View on GitHub

historicalmemes.github.io

(OSU Capstone 2019) The OFFICIAL repo for the greatest tutorial the world has or ever will know, ever

DBpedia

DBpedia is a project aiming to extract structured content from the information in Wikipedia. DBpedia allows users to semantically query relationships and properties of Wikipedia resources, including links to other related datasets, using the SPARQL query language.
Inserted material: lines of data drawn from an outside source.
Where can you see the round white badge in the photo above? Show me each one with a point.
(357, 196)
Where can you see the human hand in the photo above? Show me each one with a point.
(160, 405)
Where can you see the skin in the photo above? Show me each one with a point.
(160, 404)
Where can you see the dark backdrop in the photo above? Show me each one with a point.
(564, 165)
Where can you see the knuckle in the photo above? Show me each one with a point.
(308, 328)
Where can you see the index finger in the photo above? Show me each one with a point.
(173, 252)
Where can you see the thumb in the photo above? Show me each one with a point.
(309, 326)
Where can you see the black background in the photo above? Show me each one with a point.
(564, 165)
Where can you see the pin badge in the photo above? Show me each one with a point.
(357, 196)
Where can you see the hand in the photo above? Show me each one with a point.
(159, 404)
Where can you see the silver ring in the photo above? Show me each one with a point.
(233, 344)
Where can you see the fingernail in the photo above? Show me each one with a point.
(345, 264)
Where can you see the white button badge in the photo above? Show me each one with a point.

DBpedia stores information in a RDF database.

RDF

RDF (Resource Description Framework) databases are different than typical “spreadsheet” databases as they are in the form of a graph rather than a table. This graph consists of nodes representing objects with directed edges representing relationships between them. The term triple is used to describe any two nodes with an edge connecting them.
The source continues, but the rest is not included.